Oh yeah, definitely. I mean, inside the tab is more to actually see the specs. To me, a failure is better to see in the CI. In the storybook, it's more about the specification of the component.
There's a lot. I would divide them into 2 parts. Some are about styling components. For example, there's some add-ons that helps with resizing the window to help you ensure that your components are responsive. Some add-ons that will change the background color of the storybook, again to help you with the styling. And you also have add-ons that are more related to documentation. For example you've got one that will generate the source of your components in a way that if somebody goes into the storybook, you see the component and then the usage, so you can copy paste. And other stuff like generate props. What else? I think there are some that allows you to actually add a readme, if you need that. So there are a lot of different things. And the good thing with Storybook is that creating an add-on is easy. So anybody can create their own if they need to. And then they can share it with others.
Cool. So another thing you mentioned in your talk was linking stories together where if you click on one component, it will link you to another. Or if you click on one story, it will link you to another story. What is the purpose of that exactly? I wasn't sure.
Yeah, it depends on how you use the storybook. For example, us at Algolia, we are using fully connected components. If you click on them, it's a top component. Often you actually need the raw components, so the lowest one. So, one idea would be to show how the component, like if you click on the button, what that button is supposed to do. And so, probably to get you to another substate of this component, you can link the stories together to show how they can interact together.
They added a new page on the website that showcases companies and projects that are using Storybook. If I remember correctly, so obviously I already mentioned us and Airbnb, but you've also got Buffer, Learning Planet, and there's others. Those are jus the public ones. I believe a lot of people are using Storybook, but internally, so you can't see the project. But now the project as over 10,000 stars.
Oh yeah, it's saying Slack and Squarespace also. Yeah, cool. I don't think I have any more questions. Is there anything else that you wanted to say?

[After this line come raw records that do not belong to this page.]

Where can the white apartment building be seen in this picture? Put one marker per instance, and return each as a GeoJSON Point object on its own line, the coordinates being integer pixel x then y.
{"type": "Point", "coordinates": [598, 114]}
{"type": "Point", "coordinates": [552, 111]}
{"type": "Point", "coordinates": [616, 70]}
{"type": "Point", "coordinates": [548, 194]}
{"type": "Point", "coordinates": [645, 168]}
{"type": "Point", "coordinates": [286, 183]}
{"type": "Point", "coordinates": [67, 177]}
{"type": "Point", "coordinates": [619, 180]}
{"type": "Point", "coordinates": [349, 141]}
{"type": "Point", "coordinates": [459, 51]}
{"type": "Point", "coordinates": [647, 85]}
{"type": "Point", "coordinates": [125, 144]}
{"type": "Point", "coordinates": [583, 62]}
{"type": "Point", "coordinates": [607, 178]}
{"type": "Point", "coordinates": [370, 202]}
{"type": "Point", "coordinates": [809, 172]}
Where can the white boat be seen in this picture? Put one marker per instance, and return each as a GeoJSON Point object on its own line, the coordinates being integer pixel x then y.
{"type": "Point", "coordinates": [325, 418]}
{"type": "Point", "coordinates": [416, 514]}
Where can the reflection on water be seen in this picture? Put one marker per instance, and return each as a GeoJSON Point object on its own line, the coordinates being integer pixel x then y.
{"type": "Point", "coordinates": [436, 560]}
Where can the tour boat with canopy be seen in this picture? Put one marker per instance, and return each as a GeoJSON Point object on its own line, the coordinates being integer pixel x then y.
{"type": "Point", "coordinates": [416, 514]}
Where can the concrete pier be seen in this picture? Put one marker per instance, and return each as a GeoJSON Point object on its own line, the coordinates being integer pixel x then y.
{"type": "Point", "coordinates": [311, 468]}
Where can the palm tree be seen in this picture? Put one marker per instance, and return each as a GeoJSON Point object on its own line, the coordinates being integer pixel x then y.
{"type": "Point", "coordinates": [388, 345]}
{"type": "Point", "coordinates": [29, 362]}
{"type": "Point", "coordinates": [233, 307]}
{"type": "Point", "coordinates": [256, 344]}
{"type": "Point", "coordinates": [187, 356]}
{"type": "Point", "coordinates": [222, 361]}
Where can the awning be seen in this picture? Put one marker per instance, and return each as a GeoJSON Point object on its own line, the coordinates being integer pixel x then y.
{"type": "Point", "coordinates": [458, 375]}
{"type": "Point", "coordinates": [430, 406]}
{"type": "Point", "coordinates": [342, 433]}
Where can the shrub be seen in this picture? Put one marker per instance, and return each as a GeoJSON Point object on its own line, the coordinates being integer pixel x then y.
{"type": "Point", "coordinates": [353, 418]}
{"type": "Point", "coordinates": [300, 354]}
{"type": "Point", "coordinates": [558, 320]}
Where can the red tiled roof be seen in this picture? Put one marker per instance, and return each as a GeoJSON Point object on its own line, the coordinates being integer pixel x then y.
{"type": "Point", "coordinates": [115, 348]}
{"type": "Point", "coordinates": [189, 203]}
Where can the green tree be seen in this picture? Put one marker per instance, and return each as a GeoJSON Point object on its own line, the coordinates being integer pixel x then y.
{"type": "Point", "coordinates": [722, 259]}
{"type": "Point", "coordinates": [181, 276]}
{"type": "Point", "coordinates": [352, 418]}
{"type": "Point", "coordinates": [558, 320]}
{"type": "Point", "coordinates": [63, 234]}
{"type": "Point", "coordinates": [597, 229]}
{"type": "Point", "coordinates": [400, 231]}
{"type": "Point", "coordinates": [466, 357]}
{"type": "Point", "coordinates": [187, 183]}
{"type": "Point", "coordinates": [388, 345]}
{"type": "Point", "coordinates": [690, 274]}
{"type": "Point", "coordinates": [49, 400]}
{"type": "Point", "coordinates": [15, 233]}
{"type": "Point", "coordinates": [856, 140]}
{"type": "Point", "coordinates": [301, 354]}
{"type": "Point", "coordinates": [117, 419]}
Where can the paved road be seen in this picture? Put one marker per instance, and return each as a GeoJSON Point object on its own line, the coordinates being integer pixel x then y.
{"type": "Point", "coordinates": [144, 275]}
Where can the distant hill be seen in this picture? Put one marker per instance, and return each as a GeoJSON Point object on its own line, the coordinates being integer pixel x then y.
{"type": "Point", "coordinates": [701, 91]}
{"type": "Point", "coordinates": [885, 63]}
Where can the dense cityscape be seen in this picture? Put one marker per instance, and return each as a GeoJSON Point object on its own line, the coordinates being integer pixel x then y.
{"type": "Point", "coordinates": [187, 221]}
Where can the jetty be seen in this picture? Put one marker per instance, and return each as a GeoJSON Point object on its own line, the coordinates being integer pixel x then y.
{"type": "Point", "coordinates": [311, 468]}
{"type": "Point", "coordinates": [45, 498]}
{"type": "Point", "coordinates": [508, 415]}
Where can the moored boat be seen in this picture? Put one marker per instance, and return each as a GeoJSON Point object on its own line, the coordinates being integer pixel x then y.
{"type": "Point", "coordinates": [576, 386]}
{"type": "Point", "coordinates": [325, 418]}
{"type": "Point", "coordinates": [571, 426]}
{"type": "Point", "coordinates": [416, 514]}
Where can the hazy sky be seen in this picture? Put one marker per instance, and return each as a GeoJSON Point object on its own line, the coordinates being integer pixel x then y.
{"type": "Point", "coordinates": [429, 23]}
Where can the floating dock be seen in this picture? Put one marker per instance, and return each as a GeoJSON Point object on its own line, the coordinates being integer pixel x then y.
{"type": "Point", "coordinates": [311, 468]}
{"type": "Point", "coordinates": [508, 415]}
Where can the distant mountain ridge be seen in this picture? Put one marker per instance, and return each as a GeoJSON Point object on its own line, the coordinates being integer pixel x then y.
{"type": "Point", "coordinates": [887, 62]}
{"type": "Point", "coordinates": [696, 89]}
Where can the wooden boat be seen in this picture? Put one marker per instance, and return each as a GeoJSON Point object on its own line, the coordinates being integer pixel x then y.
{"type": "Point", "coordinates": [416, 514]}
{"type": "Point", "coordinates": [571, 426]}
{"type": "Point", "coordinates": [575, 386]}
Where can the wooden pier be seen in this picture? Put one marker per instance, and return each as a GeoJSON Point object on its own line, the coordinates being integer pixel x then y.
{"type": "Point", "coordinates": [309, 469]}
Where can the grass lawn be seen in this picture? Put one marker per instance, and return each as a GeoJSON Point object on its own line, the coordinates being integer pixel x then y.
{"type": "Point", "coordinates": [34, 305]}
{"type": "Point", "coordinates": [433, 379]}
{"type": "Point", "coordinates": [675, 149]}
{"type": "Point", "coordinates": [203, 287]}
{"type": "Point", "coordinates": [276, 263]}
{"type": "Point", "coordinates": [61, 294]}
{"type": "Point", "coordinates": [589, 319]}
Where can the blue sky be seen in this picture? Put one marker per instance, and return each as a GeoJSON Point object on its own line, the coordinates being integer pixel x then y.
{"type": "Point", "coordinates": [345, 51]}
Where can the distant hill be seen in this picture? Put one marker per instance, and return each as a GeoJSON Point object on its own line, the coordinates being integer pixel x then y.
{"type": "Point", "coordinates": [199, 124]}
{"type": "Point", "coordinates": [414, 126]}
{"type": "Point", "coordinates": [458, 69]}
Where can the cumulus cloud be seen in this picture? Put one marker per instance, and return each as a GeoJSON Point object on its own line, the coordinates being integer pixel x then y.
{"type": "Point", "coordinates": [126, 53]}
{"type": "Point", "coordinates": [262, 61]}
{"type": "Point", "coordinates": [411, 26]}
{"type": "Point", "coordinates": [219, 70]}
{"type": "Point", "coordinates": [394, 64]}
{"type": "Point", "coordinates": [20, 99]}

So, one thing I would like to add now that I didn't say in March, when I did React Conf about Storybook is that at that moment the project was a bit dead because it was created by Kadira, a company. This company shut down and then there was no more activity on the Github repository. So fixes were not getting done, and pull requests were not merged anymore. At some point, people were asking if it was possible to take over the project. So, it was opened to the world community and a lot of people are really involved to make this project live. And so there just really is the salvation of Storybook and what's really great is that you've got some initiative to extend Storybook to Vue and possibly other frameworks. So, it's really cool. I think it's a project will keep living in the future.

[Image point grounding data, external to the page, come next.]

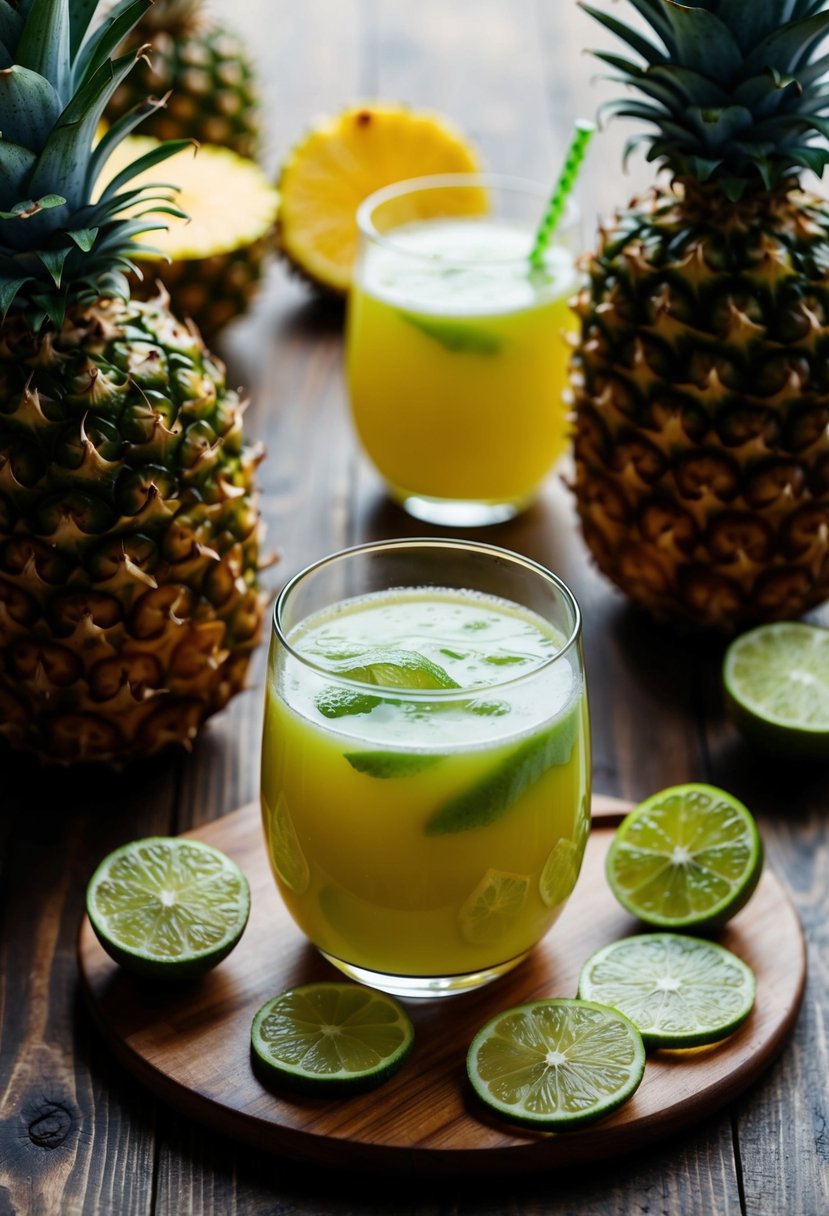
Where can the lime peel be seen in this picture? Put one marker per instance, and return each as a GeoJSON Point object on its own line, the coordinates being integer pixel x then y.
{"type": "Point", "coordinates": [556, 1064]}
{"type": "Point", "coordinates": [167, 906]}
{"type": "Point", "coordinates": [331, 1036]}
{"type": "Point", "coordinates": [680, 991]}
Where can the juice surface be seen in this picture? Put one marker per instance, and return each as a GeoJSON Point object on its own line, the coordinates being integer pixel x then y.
{"type": "Point", "coordinates": [456, 359]}
{"type": "Point", "coordinates": [432, 832]}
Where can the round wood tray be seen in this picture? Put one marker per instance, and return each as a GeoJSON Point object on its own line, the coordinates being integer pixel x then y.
{"type": "Point", "coordinates": [191, 1043]}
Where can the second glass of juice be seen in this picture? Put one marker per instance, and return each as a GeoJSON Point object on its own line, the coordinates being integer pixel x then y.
{"type": "Point", "coordinates": [456, 344]}
{"type": "Point", "coordinates": [426, 760]}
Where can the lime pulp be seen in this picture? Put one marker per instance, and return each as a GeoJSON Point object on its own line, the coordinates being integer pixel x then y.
{"type": "Point", "coordinates": [556, 1064]}
{"type": "Point", "coordinates": [777, 687]}
{"type": "Point", "coordinates": [680, 991]}
{"type": "Point", "coordinates": [167, 906]}
{"type": "Point", "coordinates": [331, 1035]}
{"type": "Point", "coordinates": [687, 857]}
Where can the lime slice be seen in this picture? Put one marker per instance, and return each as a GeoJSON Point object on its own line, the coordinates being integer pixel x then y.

I'm part of the team, but because I don't have that much time, I'm just doing small fixes or talking about it at conferences, but I'm not writing a lot of code for Storybook right now.
Ok, cool. Well, thanks for letting me know about React Storybook. I had never heard of it before, until you talked about it.
Yeah, I'm really thinking about using at our work because we do something similar, but it's just our own code and it's not nearly as full-featured as Storybook is.
Yeah, I think it would be great, especially for pull requests, and being about to build a component in an isolated environment. Alright, well thank you so much for coming on the show.